Background:We have shown previously that enteral administration of 2, 4, 6-trinitrobenzene sulfonic acid in 10-d-old C57BL/6 pups produces an acute necrotizing enterocolitis with histopathological and inflammatory changes similar to human necrotizing enterocolitis (NEC). To determine whether murine neonatal 2, 4, 6-trinitrobenzene sulfonic acid (TNBS)-mediated intestinal injury could be used as a NEC model, we compared gene expression profiles of TNBS-mediated intestinal injury and NEC.Methods:Whole-genome microarray analysis was performed on proximal colon from control and TNBS-treated pups (n = 8/group).
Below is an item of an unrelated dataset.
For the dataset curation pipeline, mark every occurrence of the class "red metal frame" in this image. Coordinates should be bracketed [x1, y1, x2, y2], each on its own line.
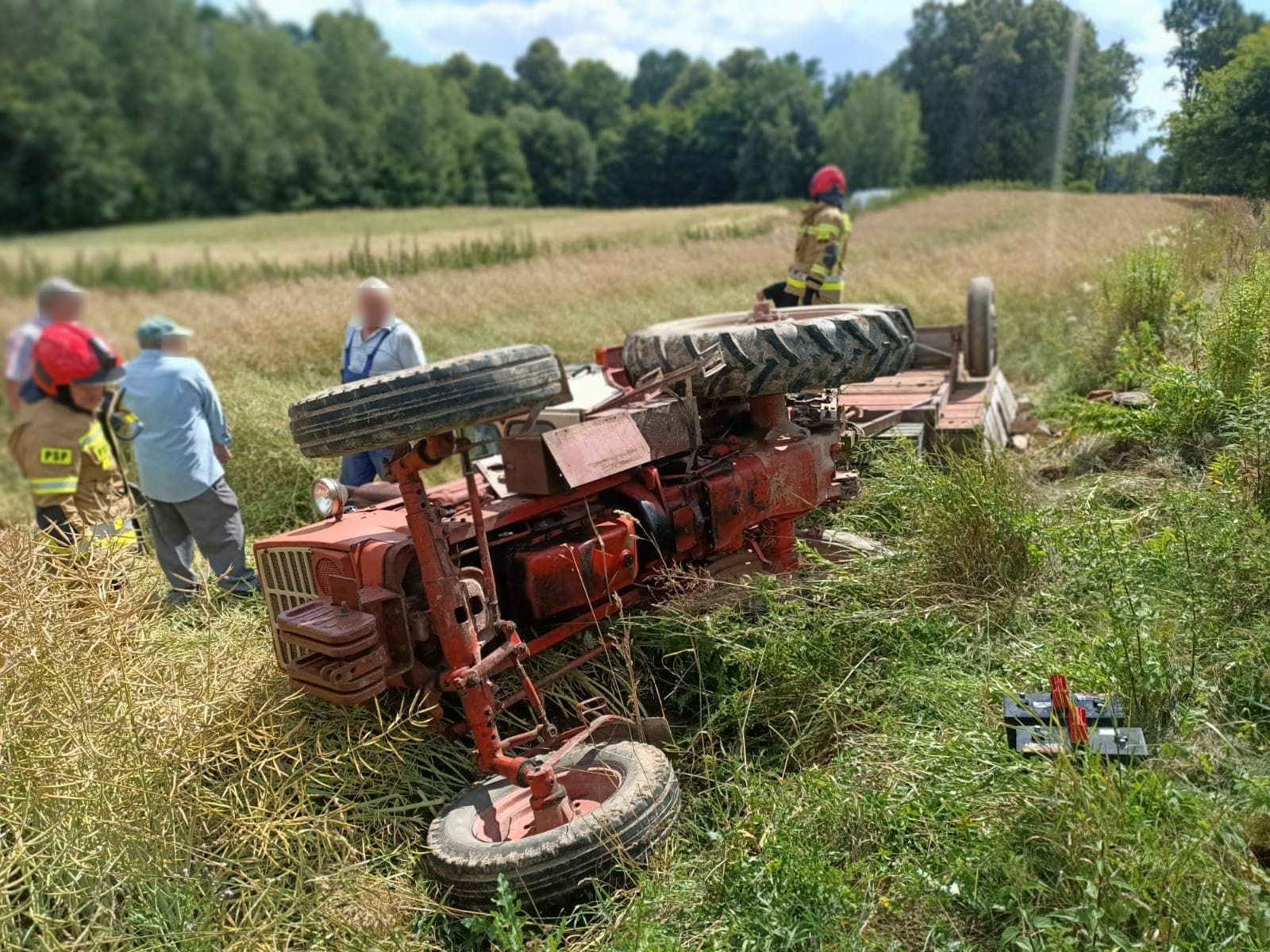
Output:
[256, 314, 1010, 835]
For comparison, we downloaded human microarray data of NEC (n = 5) and surgical control (n = 4) from a public database. Data were analyzed using the software programs Partek Genomics Suite and Ingenuity Pathway Analysis.Results:We detected extensive changes in gene expression in murine TNBS-mediated intestinal injury and human NEC. Using fold-change cut-offs of ±1.5, we identified 4,440 differentially-expressed genes (DEGs) in murine TNBS-mediated injury and 1,377 in NEC. Murine TNBS-mediated injury and NEC produced similar changes in expression of orthologous genes (r = 0.611, P < 0.001), and also activated nearly-identical biological processes and pathways. Lipopolysaccharide was top predicted upstream regulator in both the murine and human datasets.Conclusion:Murine neonatal TNBS-mediated enterocolitis and human NEC activate nearly-identical biological processes, signaling pathways, and transcriptional networks.

Transforming growth factor-β2 is sequestered in preterm human milk by chondroitin sulfate proteoglycans

Human milk contains biologically important amounts of transforming growth factor-β2 isoform (TGF-β2), which is presumed to protect against inflammatory gut mucosal injury in the neonate. In preclinical models, enterally administered TGF-β2 can protect against experimental necrotizing enterocolitis, an inflammatory bowel necrosis of premature infants. In this study, we investigated whether TGF-β bioactivity in human preterm milk could be enhanced for therapeutic purposes by adding recombinant TGF-β2 (rTGF-β2) to milk prior to feeding. Milk-borne TGF-β bioactivity was measured by established luciferase reporter assays. Molecular interactions of TGF-β2 were investigated by nondenaturing gel electrophoresis and immunoblots, computational molecular modeling, and affinity capillary electrophoresis. Addition of rTGF-β2 (20-40 nM) to human preterm milk samples failed to increase TGF-β bioactivity in milk. Milk-borne TGF-β2 was bound to chondroitin sulfate (CS) containing proteoglycan(s) such as biglycan, which are expressed in high concentrations in milk. Chondroitinase treatment of milk increased the bioactivity of both endogenous and rTGF-β2, and consequently, enhanced the ability of preterm milk to suppress LPS-induced NF-κB activation in macrophages. These findings provide a mechanism for the normally low bioavailability of milk-borne TGF-β2 and identify chondroitinase digestion of milk as a potential therapeutic strategy to enhance the anti-inflammatory effects of preterm milk.